Mile 414.0 - RBD Palmyra - Togo Island Crossroads

414 RBD Palmyra - Togo Island Crossroads

At right bank descending 415 the riverbank suddenly yawns up with a big mouth hundreds of yards wide that reveals a watery crossroads where Togo Chute, Palmyra Chute, the Big River Upstream and the Big River Downstream all intersect. A large bay is always found here, regardless of river level, and you could count on this for a quick exit in bad weather. In high water the back channels are of course flowing, and you might have to hug the trees to find the calm place. A powerful eddy forms in high water where the back channels return to the big river, and a gentle eddy at low water. This lovely harbor forms the nexus of the cross. You could paddle up the Togo Chute, up the Palmyra Chute, down the Mississippi, or up the Mississippi. (Up the Mississippi? Sure why not?)
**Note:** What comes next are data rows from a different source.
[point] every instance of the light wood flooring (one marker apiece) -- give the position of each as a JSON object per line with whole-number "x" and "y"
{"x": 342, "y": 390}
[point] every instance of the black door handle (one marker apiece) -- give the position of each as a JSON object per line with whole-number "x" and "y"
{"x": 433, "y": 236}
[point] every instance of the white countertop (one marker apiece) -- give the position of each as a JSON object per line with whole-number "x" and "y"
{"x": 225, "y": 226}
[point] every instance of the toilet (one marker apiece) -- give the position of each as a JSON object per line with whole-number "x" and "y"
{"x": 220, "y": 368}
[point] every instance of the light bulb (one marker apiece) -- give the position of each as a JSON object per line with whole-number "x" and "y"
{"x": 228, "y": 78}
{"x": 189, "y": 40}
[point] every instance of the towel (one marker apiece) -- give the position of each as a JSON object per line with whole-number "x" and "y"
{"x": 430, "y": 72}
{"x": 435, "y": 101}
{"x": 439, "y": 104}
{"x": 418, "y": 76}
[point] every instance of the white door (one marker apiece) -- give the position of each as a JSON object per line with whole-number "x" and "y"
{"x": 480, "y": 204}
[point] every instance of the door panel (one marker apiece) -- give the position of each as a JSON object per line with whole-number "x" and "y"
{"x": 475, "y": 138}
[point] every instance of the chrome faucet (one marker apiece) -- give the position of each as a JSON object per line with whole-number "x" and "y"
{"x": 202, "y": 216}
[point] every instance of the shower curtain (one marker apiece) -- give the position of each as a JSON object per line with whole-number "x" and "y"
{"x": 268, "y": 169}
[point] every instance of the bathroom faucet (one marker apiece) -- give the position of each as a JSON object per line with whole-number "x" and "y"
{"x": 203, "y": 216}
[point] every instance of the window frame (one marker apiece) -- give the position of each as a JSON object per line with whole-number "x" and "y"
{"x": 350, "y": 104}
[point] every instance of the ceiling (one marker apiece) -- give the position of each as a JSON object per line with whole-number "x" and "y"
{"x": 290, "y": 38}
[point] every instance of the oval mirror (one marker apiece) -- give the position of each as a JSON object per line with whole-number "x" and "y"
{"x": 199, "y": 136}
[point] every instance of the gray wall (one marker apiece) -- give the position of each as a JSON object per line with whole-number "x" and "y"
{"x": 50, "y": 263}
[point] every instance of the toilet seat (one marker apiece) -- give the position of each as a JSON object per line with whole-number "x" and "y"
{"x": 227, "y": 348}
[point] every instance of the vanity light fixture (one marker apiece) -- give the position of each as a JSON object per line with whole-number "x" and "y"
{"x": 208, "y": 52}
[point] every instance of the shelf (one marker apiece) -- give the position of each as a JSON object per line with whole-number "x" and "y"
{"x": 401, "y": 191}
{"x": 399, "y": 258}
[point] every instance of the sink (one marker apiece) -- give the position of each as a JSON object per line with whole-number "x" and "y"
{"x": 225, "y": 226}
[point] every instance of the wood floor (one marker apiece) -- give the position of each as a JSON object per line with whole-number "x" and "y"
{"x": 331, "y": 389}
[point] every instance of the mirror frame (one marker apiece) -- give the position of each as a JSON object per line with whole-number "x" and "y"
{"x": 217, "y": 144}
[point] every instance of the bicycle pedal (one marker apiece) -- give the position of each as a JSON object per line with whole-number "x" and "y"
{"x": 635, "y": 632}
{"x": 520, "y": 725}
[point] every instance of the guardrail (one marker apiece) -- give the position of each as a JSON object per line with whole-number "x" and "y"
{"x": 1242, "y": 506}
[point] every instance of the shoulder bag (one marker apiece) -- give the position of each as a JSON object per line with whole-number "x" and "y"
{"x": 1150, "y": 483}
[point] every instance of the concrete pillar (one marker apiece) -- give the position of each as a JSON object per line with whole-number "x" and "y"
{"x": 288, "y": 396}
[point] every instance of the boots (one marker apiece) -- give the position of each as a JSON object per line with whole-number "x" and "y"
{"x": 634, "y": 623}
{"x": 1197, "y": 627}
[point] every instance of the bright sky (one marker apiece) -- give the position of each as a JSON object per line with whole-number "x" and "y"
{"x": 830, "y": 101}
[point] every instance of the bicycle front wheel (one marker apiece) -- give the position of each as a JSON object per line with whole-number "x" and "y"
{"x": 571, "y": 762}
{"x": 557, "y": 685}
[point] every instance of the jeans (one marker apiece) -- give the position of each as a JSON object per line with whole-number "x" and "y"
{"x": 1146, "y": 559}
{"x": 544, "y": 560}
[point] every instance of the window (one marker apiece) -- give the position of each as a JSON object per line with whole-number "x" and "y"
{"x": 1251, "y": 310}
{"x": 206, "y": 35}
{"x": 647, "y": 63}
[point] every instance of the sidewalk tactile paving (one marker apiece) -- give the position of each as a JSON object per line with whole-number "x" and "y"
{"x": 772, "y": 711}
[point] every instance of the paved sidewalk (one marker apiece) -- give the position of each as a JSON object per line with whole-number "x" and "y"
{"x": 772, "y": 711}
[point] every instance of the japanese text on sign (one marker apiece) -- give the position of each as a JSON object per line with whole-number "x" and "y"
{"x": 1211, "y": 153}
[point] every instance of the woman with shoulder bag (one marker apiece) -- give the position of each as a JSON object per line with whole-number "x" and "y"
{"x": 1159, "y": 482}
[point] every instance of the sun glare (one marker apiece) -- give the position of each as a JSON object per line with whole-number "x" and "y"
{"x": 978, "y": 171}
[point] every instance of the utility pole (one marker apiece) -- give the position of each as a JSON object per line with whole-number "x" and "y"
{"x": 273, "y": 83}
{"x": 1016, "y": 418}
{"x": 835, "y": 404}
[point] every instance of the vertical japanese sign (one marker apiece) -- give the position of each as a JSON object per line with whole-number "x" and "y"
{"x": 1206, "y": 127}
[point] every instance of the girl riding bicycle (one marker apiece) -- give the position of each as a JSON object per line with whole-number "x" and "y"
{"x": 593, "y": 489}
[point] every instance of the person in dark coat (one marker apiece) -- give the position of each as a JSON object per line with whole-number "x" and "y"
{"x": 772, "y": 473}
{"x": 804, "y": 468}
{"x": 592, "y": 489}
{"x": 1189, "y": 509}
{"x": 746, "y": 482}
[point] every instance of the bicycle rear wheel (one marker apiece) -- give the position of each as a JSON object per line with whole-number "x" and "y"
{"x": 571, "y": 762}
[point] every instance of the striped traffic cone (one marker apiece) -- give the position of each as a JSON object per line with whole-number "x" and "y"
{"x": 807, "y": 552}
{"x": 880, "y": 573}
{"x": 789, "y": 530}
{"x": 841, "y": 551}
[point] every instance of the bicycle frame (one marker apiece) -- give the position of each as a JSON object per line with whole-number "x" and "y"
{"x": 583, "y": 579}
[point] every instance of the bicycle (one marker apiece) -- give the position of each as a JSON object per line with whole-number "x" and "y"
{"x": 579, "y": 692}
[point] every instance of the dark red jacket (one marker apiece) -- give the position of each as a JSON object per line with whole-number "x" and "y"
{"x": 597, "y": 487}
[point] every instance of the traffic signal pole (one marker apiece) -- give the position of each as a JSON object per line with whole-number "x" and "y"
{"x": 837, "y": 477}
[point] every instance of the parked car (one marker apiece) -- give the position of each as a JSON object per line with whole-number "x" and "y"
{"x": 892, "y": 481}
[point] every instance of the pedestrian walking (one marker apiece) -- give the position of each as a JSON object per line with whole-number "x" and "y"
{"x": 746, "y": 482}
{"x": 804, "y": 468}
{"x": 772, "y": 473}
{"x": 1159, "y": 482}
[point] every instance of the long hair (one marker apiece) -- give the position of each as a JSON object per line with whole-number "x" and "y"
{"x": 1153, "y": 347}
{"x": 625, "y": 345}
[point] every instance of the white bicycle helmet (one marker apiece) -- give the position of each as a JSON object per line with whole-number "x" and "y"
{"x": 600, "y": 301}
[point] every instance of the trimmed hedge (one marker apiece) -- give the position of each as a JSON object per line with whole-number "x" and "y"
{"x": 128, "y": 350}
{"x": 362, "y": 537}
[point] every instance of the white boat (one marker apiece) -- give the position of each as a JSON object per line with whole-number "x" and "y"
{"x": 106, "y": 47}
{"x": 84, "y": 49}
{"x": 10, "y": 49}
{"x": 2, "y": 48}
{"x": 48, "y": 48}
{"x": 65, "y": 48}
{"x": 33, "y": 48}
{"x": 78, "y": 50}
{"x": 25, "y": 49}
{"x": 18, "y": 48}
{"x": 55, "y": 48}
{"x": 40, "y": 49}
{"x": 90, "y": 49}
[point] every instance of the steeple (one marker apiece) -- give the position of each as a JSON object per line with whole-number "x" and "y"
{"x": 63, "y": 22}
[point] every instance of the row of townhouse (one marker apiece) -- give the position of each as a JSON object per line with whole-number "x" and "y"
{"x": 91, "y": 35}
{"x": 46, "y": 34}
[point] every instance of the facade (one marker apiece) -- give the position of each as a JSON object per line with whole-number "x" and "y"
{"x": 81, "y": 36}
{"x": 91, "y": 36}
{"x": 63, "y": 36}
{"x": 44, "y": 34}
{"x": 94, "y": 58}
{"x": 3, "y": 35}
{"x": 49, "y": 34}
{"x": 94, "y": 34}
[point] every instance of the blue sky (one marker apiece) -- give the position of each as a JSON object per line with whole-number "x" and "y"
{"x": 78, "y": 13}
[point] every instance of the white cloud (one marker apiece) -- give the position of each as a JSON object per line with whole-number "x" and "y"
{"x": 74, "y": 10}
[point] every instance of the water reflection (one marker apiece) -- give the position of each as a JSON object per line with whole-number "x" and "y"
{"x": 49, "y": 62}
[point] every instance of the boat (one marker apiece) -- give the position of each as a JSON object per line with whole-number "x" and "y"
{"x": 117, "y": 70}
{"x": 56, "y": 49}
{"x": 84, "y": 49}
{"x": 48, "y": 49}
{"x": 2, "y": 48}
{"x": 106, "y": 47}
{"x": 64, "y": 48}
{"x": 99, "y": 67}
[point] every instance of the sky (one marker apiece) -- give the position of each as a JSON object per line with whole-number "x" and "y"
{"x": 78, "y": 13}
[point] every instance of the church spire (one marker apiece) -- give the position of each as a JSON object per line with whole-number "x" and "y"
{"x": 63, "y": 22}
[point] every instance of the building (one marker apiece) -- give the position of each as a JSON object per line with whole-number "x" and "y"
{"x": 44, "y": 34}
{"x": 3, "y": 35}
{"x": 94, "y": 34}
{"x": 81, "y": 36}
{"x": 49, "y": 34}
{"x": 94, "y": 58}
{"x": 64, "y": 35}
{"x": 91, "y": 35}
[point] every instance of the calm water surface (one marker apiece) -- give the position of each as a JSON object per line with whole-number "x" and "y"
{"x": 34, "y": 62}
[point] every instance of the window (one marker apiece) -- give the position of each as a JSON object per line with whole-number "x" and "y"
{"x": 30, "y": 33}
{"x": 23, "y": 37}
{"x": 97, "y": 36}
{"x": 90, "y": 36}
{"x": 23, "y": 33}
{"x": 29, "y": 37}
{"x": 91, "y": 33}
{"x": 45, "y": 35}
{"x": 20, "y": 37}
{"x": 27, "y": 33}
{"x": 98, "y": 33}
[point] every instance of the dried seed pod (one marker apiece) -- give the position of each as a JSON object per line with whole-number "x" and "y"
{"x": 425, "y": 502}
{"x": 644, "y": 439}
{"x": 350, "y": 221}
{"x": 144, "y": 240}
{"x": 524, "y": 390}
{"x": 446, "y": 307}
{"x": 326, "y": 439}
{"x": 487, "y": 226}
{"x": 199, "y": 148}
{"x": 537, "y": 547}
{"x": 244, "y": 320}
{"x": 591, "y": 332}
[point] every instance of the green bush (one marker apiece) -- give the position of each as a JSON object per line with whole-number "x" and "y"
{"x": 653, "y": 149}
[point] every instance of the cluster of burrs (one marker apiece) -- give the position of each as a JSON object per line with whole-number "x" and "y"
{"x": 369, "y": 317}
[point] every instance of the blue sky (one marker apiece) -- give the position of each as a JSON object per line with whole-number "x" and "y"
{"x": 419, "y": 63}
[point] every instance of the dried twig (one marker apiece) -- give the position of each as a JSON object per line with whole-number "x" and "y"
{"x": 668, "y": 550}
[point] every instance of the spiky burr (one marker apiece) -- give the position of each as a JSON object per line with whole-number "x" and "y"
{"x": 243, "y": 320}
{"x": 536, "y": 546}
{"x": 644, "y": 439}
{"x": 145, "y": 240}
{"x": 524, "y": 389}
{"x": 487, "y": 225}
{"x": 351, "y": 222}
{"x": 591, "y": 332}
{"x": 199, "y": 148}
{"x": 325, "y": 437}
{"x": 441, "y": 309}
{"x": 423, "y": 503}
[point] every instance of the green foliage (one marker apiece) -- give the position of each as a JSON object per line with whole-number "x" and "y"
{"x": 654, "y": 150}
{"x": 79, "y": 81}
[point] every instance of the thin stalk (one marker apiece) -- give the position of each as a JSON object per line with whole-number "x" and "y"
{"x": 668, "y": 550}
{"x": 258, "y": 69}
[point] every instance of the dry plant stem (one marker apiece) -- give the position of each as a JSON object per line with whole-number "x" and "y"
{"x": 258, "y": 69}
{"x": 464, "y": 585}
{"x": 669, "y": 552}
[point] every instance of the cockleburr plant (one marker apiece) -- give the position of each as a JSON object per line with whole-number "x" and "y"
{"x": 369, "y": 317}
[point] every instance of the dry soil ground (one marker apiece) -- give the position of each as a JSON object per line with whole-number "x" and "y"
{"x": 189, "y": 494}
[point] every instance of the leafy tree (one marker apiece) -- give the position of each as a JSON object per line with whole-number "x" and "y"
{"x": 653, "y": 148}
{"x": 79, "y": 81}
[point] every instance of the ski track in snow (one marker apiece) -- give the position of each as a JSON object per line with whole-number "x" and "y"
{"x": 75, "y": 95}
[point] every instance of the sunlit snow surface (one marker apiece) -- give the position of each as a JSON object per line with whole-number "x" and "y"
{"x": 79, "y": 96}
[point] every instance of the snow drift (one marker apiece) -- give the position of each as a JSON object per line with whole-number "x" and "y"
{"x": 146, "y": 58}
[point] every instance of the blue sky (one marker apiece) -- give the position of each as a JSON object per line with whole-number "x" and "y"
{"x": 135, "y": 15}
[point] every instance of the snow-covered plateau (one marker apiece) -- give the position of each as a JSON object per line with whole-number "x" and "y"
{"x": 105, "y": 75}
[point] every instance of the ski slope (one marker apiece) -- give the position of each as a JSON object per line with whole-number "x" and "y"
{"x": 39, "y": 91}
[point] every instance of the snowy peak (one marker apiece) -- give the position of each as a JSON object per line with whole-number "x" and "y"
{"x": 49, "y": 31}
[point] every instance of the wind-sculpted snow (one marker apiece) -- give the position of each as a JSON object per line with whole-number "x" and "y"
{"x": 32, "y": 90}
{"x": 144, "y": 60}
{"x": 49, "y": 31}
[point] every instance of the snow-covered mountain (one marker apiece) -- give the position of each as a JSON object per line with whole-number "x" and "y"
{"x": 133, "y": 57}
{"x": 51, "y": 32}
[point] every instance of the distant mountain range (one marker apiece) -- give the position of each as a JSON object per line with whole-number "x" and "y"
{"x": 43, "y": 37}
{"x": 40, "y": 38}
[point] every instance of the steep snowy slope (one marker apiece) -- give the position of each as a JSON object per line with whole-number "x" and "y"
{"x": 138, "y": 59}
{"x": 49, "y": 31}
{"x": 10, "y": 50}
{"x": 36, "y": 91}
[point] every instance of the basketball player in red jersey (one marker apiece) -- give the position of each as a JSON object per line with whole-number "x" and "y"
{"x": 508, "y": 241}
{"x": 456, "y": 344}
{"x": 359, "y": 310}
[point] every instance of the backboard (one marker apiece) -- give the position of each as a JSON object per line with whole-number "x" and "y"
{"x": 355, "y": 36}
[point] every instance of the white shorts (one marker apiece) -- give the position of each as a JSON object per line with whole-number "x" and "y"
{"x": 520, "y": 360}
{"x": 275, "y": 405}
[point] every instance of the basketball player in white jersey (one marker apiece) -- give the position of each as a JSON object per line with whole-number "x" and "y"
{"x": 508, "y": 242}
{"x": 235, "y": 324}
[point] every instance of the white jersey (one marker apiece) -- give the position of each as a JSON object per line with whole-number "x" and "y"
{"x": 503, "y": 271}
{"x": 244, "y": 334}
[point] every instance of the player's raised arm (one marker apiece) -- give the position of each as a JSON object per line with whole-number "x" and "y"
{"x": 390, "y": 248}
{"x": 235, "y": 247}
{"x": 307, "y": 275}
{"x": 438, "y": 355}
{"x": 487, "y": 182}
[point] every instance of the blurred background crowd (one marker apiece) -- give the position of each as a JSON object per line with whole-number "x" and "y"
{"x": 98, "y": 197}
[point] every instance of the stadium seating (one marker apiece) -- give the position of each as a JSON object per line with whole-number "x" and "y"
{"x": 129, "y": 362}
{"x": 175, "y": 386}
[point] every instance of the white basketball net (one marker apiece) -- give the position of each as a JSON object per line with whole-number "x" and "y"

The nineteen mile long Palmyra Chute (which you passed upstream opposite the big cranes at LeTourneau -- mile 426) comes out at this crossroads after meandering around 45,000 acre Davis Island. Thriving with wildlife such as gators, deer, boar and black bear. Kayaker Jake Anderson spotted a black bear swimming side-to-side across the main channel of the Mississippi over to the top end of Davis Island. Not sure what that crawling pile of wet fur was, a beaver or a boar or a long-haired river rat, Jake paddled hard to catch up. He was amazed that this wet dark mass was swimming so fast, and didn’t realize it was a bear until it turned and looked at him. The round shape of the ears, and long snout made a self-identification! Being a good opportunist that he is, Jake caught up with the bear, but not too close, and snapped a series of photos, and even a video, which he shared with the greater world through Facebook.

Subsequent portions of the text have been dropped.